# new sportsmans wharehouse closing



## HURONFLY (Aug 12, 2007)

Hard to believe but the new Sportsmans wharehouse is closing. Better get the fishing gear you like before it is to late. Supposed to close sometime this month.


----------



## geojasstef (Jan 23, 2005)

That place wasn't open that long was it? maybe 18 months what happened?


----------



## motcityman (Apr 4, 2006)

HURONFLY said:


> Hard to believe but the new Sportsmans wharehouse is closing. Better get the fishing gear you like before it is to late. Supposed to close sometime this month.


 
what makes you say that? Is it posted?


----------



## streamertosser (May 20, 2008)

i find that hard to believe, out of the 4 or so people i know that work there, not a one of them has said anything to me about it, and with all the money i spend there, there's no reason for them to have to close lol. i wont believe it until i see it in the paper, or on the store frontage, but if they do, you bet i'll be there to scoop up the deals that are sure to arise.

funny thing is, i've heard that gander mountain taylor is closing also, i've heard that about 20 different times from different people, i try not to believe anything til it's fact somewhere, half the time the rumors are concocted by people who work at the opposite store than the one that is "closing" or by people who strongly favor one over the other for some reason. but hey who knows.


----------



## Rupestris (Aug 25, 2000)

I was there on Wednesday. No sign of closing up shop while I was there.

Then again, I heard a couple weeks ago that Cabelas in Dundee was closing as well. Seems to be a rash of sporting goods stores going under these days.

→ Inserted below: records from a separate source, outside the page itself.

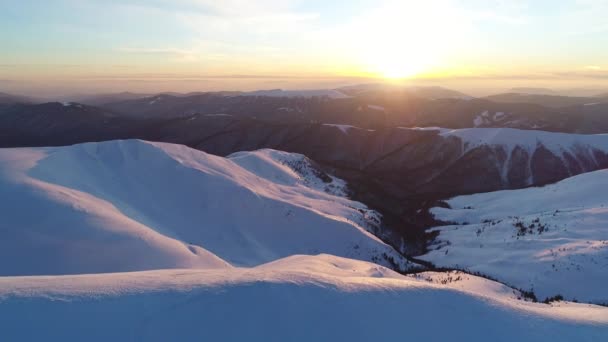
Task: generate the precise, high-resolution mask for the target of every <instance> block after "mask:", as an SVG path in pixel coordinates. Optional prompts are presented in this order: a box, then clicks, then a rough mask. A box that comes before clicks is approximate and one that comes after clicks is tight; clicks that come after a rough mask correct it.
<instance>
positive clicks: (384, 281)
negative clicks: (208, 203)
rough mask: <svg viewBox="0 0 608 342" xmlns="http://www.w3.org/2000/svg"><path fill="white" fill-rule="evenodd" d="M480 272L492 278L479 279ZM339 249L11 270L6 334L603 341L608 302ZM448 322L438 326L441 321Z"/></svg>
mask: <svg viewBox="0 0 608 342" xmlns="http://www.w3.org/2000/svg"><path fill="white" fill-rule="evenodd" d="M467 281H469V282H477V283H479V282H480V280H475V279H473V280H467ZM481 282H485V283H482V285H481V290H482V291H481V292H480V293H475V292H474V291H463V290H460V289H458V288H456V287H450V286H445V285H441V284H434V283H432V282H427V281H425V280H420V279H415V278H413V277H406V276H401V275H399V274H397V273H394V272H392V271H390V270H388V269H385V268H383V267H380V266H378V265H375V264H370V263H366V262H361V261H355V260H348V259H342V258H337V257H334V256H328V255H320V256H316V257H313V256H293V257H290V258H287V259H282V260H279V261H276V262H274V263H271V264H267V265H262V266H258V267H255V268H250V269H240V268H235V269H231V270H163V271H148V272H136V273H122V274H103V275H81V276H54V277H9V278H0V322H2V326H3V328H2V335H3V338H6V339H8V340H20V341H30V340H31V341H34V340H53V341H61V340H64V341H75V340H86V341H123V340H136V341H193V340H198V341H200V340H203V341H393V340H402V339H404V338H405V339H407V340H413V341H415V340H424V341H488V340H489V341H552V342H556V341H602V340H603V339H604V338H605V337H606V335H607V334H608V308H604V307H596V306H591V305H585V304H574V303H566V302H560V303H556V304H553V305H545V304H538V303H531V302H526V301H522V300H517V299H516V298H513V296H512V295H510V294H501V293H500V292H499V291H497V290H496V289H500V288H501V286H500V285H498V284H491V282H488V281H481ZM436 326H437V327H439V326H440V328H435V327H436Z"/></svg>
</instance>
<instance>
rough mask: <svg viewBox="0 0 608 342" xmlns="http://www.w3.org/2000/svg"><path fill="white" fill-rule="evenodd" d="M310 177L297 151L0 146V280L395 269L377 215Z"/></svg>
mask: <svg viewBox="0 0 608 342" xmlns="http://www.w3.org/2000/svg"><path fill="white" fill-rule="evenodd" d="M296 161H299V163H296ZM290 165H291V167H290ZM296 166H299V167H298V168H296ZM292 167H293V168H292ZM313 169H314V168H313V167H312V166H311V165H310V163H309V162H308V161H307V160H306V159H305V158H304V157H303V156H301V155H289V154H286V153H280V152H276V151H269V150H266V151H259V152H250V153H242V154H238V155H234V156H232V157H231V158H222V157H216V156H211V155H208V154H205V153H203V152H200V151H196V150H193V149H190V148H187V147H184V146H179V145H171V144H162V143H149V142H144V141H138V140H129V141H110V142H104V143H88V144H82V145H74V146H69V147H57V148H36V149H3V150H0V202H1V203H2V213H1V216H2V221H1V222H0V228H1V229H0V234H1V236H0V275H44V274H78V273H99V272H119V271H136V270H149V269H163V268H216V267H220V268H228V267H230V265H229V264H228V263H230V264H232V265H240V266H243V265H246V266H253V265H258V264H261V263H265V262H269V261H272V260H276V259H279V258H282V257H286V256H289V255H292V254H318V253H331V254H335V255H340V256H345V257H352V258H355V259H362V260H369V261H376V262H378V263H380V264H383V265H392V266H393V267H396V268H400V269H407V268H408V267H409V264H408V262H407V261H406V260H405V259H404V258H403V257H402V256H401V255H399V254H398V253H397V252H395V251H394V250H393V249H392V248H391V247H389V246H388V245H386V244H384V243H382V242H381V241H380V240H378V239H377V238H376V237H374V236H373V235H372V234H370V233H368V231H367V230H372V229H373V227H375V226H377V225H378V224H379V216H378V214H377V213H375V212H373V211H371V210H369V209H368V208H366V207H365V206H364V205H363V204H361V203H357V202H354V201H351V200H349V199H347V198H345V197H339V196H335V195H333V194H332V193H335V194H344V192H345V191H346V185H345V183H344V182H343V181H341V180H338V179H336V178H333V177H330V176H328V175H325V174H323V173H320V172H319V173H314V172H313V171H312V170H313ZM294 170H295V171H294ZM298 172H299V173H298ZM319 177H321V178H323V179H325V181H324V180H323V179H321V178H319ZM224 260H225V261H224Z"/></svg>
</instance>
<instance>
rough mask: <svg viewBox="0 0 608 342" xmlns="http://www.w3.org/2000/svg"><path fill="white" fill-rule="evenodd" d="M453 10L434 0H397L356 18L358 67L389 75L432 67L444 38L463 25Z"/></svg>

BTW, $569.99 for a Glock 23?


----------



## Frogfish101 (Apr 5, 2007)

There's no way Cabela's in DUndee is closing. It's Michigan's largest and most profitable outdoor store...more so than Outdoor World at Great Lakes Crossing.


----------



## HURONFLY (Aug 12, 2007)

I would not post something if i did not know it was true. STORE will be closing in a couple of weeks. Sportsmans says there will be no sales all merchandice will be shipped to other stores.


----------



## motcityman (Apr 4, 2006)

HURONFLY said:


> I would not post something if i did not know it was true. STORE will be closing in a couple of weeks. Sportsmans says there will be no sales all merchandice will be shipped to other stores.


 
I KNOW THE MANAGEMENT THERE AND THEY HAVE SAID NOTHING TO ME...SEND ME A pm "HURONFLY" WITH YOUR KNOWLEDGE OF THIS PLEASE..I HAVE A LOT A STAKE HERE WITH DIFFERENT PARTIES AND FUND RAISERS GOING ON.


----------



## MSUICEMAN (Jan 9, 2002)

yes, its closing. it was affirmed by a part time worker in another thread.


----------



## streamertosser (May 20, 2008)

guess im eatin my previous words here. i just called up there to inquire about this issue, nd the lady confirmed my worst fears they ARE closing and next sunday will be there last day of opperation. and like was previously stated, all their merchandise will be shipped to other stores, so there won't even be any good deals to scoop up, this rally bugs me, because the place is 5 minutes from my house, now i've gotta run out to taylor to gander when i need stuff. but like my fiance' said, atleast i'll save some more money now since i wont be there everyday anymore.

oh well, fun while it lasted. and sorry for doubting anyone


----------



## Chromedoggy (Mar 25, 2007)

Signs are on the front door. Closing July 20- it's a shame


----------



## andy capp (Aug 14, 2002)

Bad thing was, they did not even tell their employees. The guy on the other thread actually read it here, and called to confirm. An employee who works there did not even know they were closing in 2 weeks. Kinda crappy if you ask me.


----------



## andy capp (Aug 14, 2002)

Here is the link to the thread

http://www.michigan-sportsman.com/forum/showthread.php?t=242127


----------



## dobes (Feb 16, 2007)

That is crap that they didnt even tall their employees. Sucks for me cause I'm right down the street from it. Oh well, it will be good for andy's tackle box in melviindale on dix rd. I usually give him my buisness anyway. Try it . It's a great store.


----------



## andy capp (Aug 14, 2002)

Ohh andy's will be happy allright. I like Andy's.

No sale kinda sucks, I wonder how those reef runners will work in texas.


----------